In-Situ Observations of Cross-Shore Sediment Transport in Response to Waves Along the Inner-Continental Shelf Offshore from Fire Island, NY

Shawn R Harrison1, Peter Traykovski2, John C Warner3 and Jeffrey H List3, (1)Cherokee Nation Technology Solutions, contracted to U.S. Geological Survey, Woods Hole Coastal and Marine Science Center, Woods Hole, MA, United States, (2)Woods Hole Oceanographic Institution, Applied Ocean Physics and Engineering, Woods Hole, MA, United States, (3)USGS Coastal and Marine Science Center Woods Hole, Woods Hole, MA, United States
Abstract:
Fire Island is a 50 km long barrier island along the southern shore of Long Island, NY (USA) that protects a populated mainland from large waves and storms. Previous sediment budget analyses have identified cross-shore sediment flux from the inner-continental shelf as the likely sand source [O(200,000 m3/yr)] required to account for accretion along the central segment of the island. To investigate the mechanisms driving cross-shore sediment flux, quad-pod instrument frames were deployed from January to April 2014 along the inner-shelf offshore of Fire Island at 12-15 m water depth equipped with acoustic sensors to concurrently measure surface waves, hydrodynamic flows, near-bed wave orbital velocity and turbulence, vertical profiles of near-bed suspended sediment, and bedform morphology and migration. The measurements were made at this location to quantify cross-shore sediment flux in response to wave forcing at depths where both wave skewness and wave-current interactions should significantly contribute to cross-shore sediment transport.

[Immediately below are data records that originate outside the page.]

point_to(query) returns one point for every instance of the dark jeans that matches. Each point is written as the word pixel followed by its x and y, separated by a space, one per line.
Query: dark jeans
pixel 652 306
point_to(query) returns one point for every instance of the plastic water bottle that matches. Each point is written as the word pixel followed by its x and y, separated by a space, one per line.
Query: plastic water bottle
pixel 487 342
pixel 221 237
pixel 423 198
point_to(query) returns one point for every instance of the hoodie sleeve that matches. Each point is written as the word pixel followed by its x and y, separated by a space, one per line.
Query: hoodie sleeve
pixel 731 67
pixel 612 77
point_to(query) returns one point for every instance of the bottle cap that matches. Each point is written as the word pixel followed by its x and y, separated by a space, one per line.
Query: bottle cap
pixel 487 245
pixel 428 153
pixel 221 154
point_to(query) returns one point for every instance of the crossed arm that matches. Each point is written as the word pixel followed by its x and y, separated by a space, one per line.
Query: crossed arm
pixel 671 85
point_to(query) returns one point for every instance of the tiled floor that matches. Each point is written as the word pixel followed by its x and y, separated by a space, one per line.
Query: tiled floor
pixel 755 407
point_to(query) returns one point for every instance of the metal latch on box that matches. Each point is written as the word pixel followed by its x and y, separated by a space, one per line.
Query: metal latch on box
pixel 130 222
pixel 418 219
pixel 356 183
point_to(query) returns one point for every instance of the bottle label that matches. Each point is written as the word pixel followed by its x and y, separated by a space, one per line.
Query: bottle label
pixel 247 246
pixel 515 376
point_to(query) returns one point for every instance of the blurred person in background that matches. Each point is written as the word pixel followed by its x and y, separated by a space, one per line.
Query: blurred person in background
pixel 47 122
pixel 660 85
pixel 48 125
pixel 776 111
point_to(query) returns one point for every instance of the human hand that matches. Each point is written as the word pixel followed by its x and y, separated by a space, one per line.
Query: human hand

Bedform migration and geometry were computed from rotary sonar images and consisted of orbital-scale ripples with wavelengths between 0.3 to 1.2 m, and oriented ±40° from directly onshore. Ripple heights ranged from 0.04 to 0.19 m with a slight onshore-directed asymmetry. Ripple migration occurred in response to wave events and was used as a proxy to estimate transport at the bed. Migration rates were related to the cube of near-bed wave-orbital velocity, 〈ubr3〉 in the peak direction of wave propagation. The ripple geometry and migration enabled estimation of the net cross-shore bedload sediment volume flux, which was directed onshore O(1 m3/yr per m alongshore) at the quad-pods during the deployment. These rates will be compared to migration at other locations to determine relative migration scales.
Cross-shore suspended sediment flux was computed from profiles of velocity and acoustic-backscatter estimates of suspended-sediment concentration. These estimates were more sensitive to wave-current interactions than was bedload transport, and will be examined as another possible mechanism for onshore transport.